Algorithm Parameters

partitionNum： The number of input data partitions is generally set to 3-4 times the number of spark executors times the number of executor cores.
psPartitionNum：The number of model partitions is preferably an integer multiple of the number of parameter servers, so that the number of partitions carried by each ps is equal, and the load of each PS is balanced as much as possible. If the amount of data is large, more than 500 is recommended.
storageLevel：RDD storage level, DISK_ONLY/MEMORY_ONLY/MEMORY_AND_DISK

Resource Parameters

Angel PS number and memory: The product of ps.instance and ps.memory is the total configuration memory of ps. In order to ensure that Angel does not hang, you need to configure memory about twice the size of the model.
Spark resource settings：The product of num-executors and executor-memory is the total configuration memory of executors, and it is best to store twice the input data.

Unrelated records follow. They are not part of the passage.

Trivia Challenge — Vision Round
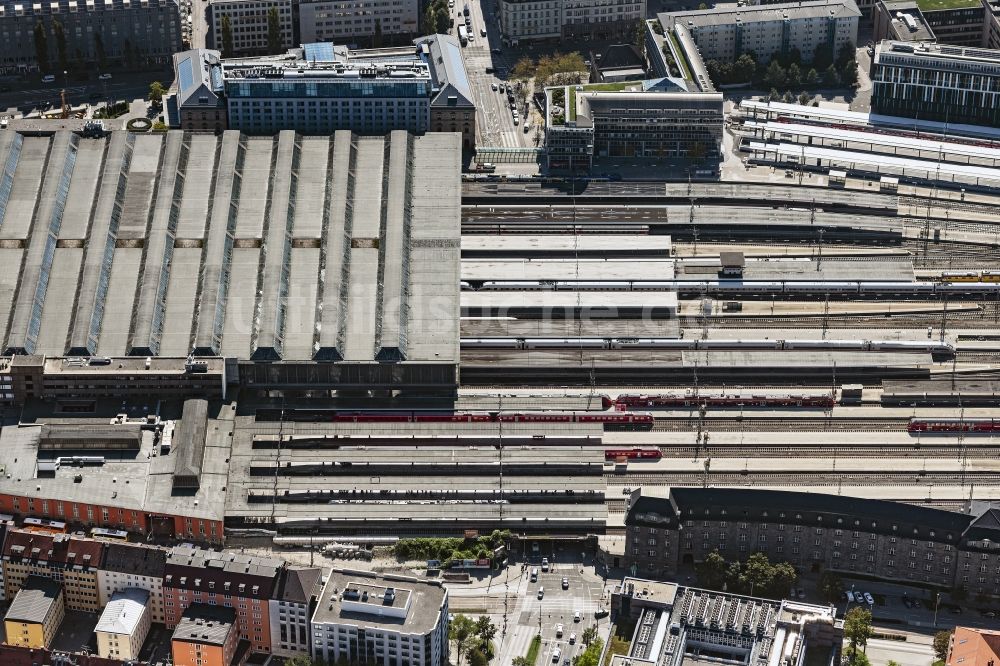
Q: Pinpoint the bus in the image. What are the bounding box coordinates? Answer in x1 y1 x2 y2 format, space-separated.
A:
458 25 468 46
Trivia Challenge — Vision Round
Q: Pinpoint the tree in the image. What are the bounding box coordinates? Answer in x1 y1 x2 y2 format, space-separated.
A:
450 614 477 666
94 33 106 69
512 658 532 666
768 87 781 102
786 62 801 87
933 629 953 661
696 550 728 590
221 14 234 57
574 638 604 666
823 64 841 87
841 646 871 666
733 53 755 82
34 21 49 73
813 41 834 70
633 19 646 57
467 649 489 666
840 59 858 87
837 42 855 65
434 6 451 34
887 661 901 666
52 19 68 72
581 625 599 647
475 615 497 644
843 606 873 655
781 90 795 104
764 60 786 89
267 7 282 54
148 81 166 105
285 657 324 666
804 67 819 87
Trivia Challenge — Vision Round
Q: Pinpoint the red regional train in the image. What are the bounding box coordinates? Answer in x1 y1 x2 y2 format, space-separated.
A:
327 411 654 431
908 418 1000 434
604 448 663 460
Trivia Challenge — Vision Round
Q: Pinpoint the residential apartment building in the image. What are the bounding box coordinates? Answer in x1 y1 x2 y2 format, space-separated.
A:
2 530 105 611
870 40 1000 128
311 569 449 666
499 0 644 43
3 577 64 649
163 546 283 653
656 0 861 65
269 567 321 656
170 36 475 142
97 542 167 624
0 0 181 74
172 604 245 666
947 627 1000 665
209 0 294 57
298 0 419 45
95 588 151 661
626 488 1000 600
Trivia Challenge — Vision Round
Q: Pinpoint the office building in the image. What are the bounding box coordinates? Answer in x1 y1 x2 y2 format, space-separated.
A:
298 0 419 45
311 569 449 666
163 546 283 653
947 627 1000 666
172 604 246 666
655 0 861 65
269 567 322 656
169 37 475 145
874 0 985 46
98 543 168 624
871 41 1000 128
626 488 1000 600
0 0 181 74
545 80 723 172
499 0 645 43
986 0 1000 48
2 530 104 611
3 577 65 649
609 577 841 666
95 588 151 661
209 0 295 57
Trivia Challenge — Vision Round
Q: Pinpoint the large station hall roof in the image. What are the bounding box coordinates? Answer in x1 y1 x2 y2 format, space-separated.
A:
0 129 461 364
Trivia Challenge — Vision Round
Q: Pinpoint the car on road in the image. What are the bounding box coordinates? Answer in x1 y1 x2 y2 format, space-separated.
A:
41 74 55 83
491 83 497 91
491 48 501 54
556 624 564 637
561 577 569 589
569 633 576 644
863 592 874 605
552 648 561 663
541 558 549 571
538 587 544 599
523 123 531 133
513 117 519 125
98 73 112 80
480 27 486 36
573 610 581 622
499 84 505 93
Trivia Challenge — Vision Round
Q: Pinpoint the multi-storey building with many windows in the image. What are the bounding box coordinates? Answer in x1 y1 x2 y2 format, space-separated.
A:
870 40 1000 127
656 0 861 65
0 0 181 74
499 0 644 44
97 542 168 624
209 0 294 57
626 488 1000 599
163 545 283 653
311 569 449 666
269 567 322 657
298 0 419 46
2 530 105 611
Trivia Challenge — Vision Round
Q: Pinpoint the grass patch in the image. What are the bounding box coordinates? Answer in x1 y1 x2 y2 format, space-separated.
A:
602 619 636 666
568 81 641 120
525 634 542 665
915 0 979 10
667 31 692 80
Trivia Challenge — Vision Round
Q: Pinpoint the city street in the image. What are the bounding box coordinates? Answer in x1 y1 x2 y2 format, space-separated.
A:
461 0 536 148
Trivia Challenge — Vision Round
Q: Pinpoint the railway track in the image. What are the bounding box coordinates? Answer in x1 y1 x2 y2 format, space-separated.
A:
615 471 1000 486
698 307 998 329
641 444 1000 458
652 417 908 432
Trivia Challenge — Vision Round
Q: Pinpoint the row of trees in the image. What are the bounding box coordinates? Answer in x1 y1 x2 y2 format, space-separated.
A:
704 41 858 90
423 0 453 36
695 551 798 600
392 530 510 566
510 52 587 93
451 614 498 666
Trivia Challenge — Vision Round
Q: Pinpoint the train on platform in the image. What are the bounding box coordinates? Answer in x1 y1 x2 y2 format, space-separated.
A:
604 448 663 460
460 279 1000 296
615 393 835 409
324 411 654 430
462 337 954 355
908 418 1000 434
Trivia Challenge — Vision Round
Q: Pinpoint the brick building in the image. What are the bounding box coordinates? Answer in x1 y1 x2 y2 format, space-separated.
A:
2 530 105 611
626 488 1000 599
163 546 283 653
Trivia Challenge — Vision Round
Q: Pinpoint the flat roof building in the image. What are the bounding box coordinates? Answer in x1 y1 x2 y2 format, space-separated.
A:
312 569 449 666
656 0 861 65
873 0 936 42
3 577 65 650
871 41 1000 128
95 588 151 661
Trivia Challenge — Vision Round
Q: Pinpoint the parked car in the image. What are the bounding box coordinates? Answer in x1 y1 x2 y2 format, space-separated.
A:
41 74 55 83
863 592 875 605
98 73 112 80
562 577 569 590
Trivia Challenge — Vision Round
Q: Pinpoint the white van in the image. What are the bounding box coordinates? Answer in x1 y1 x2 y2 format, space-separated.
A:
552 649 561 662
530 568 538 582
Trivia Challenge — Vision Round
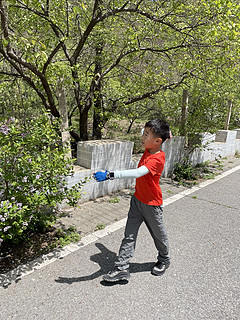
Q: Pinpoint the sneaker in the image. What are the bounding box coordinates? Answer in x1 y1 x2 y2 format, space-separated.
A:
102 268 130 282
151 261 170 276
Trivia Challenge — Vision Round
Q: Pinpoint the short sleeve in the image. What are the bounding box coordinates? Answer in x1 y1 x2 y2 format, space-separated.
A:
144 153 165 176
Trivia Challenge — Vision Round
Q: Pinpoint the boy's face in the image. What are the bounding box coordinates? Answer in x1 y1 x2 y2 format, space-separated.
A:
141 127 162 150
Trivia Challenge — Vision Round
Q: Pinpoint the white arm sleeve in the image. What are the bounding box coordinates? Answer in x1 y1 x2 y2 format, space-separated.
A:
113 165 149 179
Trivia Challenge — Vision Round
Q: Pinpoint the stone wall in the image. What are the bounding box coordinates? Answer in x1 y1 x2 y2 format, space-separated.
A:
64 129 240 204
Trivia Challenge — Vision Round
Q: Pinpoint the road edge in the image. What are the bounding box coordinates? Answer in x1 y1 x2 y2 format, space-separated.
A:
1 164 240 288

If the memory is tight, 1 times is also acceptable, but relatively slower. For example, a 10 billion edge set is about 160G in size, and a 20G * 20 configuration is sufficient. In a situation where resources are really tight, try to increase the number of partitions!

Submitting Scripts

input=hdfs://my-hdfs/data
output=hdfs://my-hdfs/output

source ./spark-on-angel-env.sh
$SPARK_HOME/bin/spark-submit \
  --master yarn-cluster\
  --conf spark.ps.instances=1 \
  --conf spark.ps.cores=1 \
  --conf spark.ps.jars=$SONA_ANGEL_JARS \
  --conf spark.ps.memory=10g \
  --name "cc angel" \
  --jars $SONA_SPARK_JARS  \
  --driver-memory 5g \
  --num-executors 1 \
  --executor-cores 4 \
  --executor-memory 10g \
  --class org.apache.spark.angel.examples.graph.SCCExample \
  ../lib/spark-on-angel-examples-3.3.0.jar
  input:$input output:$output sep:tab storageLevel:MEMORY_ONLY useBalancePartition:true \
  partitionNum:4 psPartitionNum:1

FAQ

The efficiency of the scc algorithm is associated with the graph structure. The massive circulate process can cause low efficiency when processing sparse graph.